I was attracted to computer science – artificial intelligence and machine learning in particular — because of its unique stimulation in problem solving and knowledge discovery.
I find computer science offers an interesting toolset with multitudes of abstraction levels that help model and solve very practical problems, which constantly drives forward the development of new technologies. Furthermore, the high-level abstraction of computer science also makes it highly applicable to other scientific disciplines which makes the knowledge exploration and discovery even more exciting and fun.
What keeps you motivated in your work?
The endless opportunities of finding and solving new problems is the key motivation for me in this profession. I highly value the privilege to teach, mentor and collaborate with students in the process of exploration and knowledge discovery in this position, which is always more of a calling than a job to me.
What advice do you have for students?
To be successful in computer science, I believe (from my own personal experience) it is most important to remain passionate and motivated.
This means for example:
- Pursue knowledge proactively outside of courses;
- Avoid last-minute cramming;
- Prioritize courses that fit best with your education plan rather than those that you are most likely to do well (but are not as relevant);
develop both theoretic and hands-on skill;
- One would help you think big, focus on what is most important while the other would help translate your idea into concrete, measurable work
connect to professors and fellow students;
- Speaking often to professors helps keep in touch with most up-to-date changes in the field, while speaking to fellow students helps with learning better study habits and creating a sense of community within the institution.
On the other hand, do not forget to rest and relax. Extended periods of hardworking and cramming could lead to burnt-out. Making time to relax can help you solve complex problems, design creative solutions.
If you could go back in time, what if anything would you do differently as a student?
I would advise my past self to be more proactive in communicating with my advisor. An advisor is there to help but the students need to communicate what are the difficulties to get the right help.
I would also adopt better reading strategies which could have got me the bird’s eye view much faster. Back in the day, I attempted to read each and every paper in depth and that turns out to be both overwhelming and inefficient.
Today, I believe a better tack to reading papers would be to decide at which depth level a paper should be read.
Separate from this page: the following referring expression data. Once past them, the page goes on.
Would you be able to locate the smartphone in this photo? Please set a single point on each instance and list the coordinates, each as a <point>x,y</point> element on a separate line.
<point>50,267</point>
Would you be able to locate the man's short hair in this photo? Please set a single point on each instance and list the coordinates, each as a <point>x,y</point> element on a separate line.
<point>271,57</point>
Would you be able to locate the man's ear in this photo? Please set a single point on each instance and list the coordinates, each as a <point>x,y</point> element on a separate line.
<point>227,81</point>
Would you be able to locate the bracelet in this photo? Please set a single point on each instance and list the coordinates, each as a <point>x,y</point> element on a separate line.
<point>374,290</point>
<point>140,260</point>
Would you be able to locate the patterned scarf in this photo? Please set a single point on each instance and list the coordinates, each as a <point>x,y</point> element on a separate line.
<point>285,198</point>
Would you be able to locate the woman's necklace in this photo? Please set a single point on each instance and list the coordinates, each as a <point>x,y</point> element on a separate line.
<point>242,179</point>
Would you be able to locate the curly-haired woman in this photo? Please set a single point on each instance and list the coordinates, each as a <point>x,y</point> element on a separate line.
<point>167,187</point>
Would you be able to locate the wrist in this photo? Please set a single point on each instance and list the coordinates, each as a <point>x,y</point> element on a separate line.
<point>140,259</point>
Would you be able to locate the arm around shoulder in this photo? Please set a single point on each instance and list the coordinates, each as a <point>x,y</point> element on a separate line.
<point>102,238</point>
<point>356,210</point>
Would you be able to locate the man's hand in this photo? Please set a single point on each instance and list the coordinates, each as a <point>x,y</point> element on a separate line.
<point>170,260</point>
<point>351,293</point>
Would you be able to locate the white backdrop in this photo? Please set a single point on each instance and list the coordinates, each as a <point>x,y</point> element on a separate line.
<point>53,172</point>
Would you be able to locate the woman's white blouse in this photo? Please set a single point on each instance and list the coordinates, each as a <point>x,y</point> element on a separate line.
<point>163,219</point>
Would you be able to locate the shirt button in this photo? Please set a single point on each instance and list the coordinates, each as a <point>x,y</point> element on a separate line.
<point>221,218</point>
This will not only fasten the literature survey but also improve our ability to focus on the big picture, avoid technical nuances while reading papers.
Why would you recommend Washington State University to others?
I would recommend Washington State University to others as a great place to be if they are looking for a research utopia to develop their career. Although I have not been with a university for very long, I have already had a lot of help and support from many senior faculty members in the department to get me started well ahead of time.
I would tell my colleagues confidently that here at WSU, we have a very resourceful and enabling faculty with world-class researcher and education programs which certainly gives the best environment to develop a long-term career.
Furthermore, on a personal note, I particularly love the urban and suburban mixing vibes in the Pullman-Moscow area which are relaxing and ideal for research stimulation. So, to me, this is really the place to be for someone who is looking for a beautiful place with a serene and peaceful atmosphere to live, work and grow a family.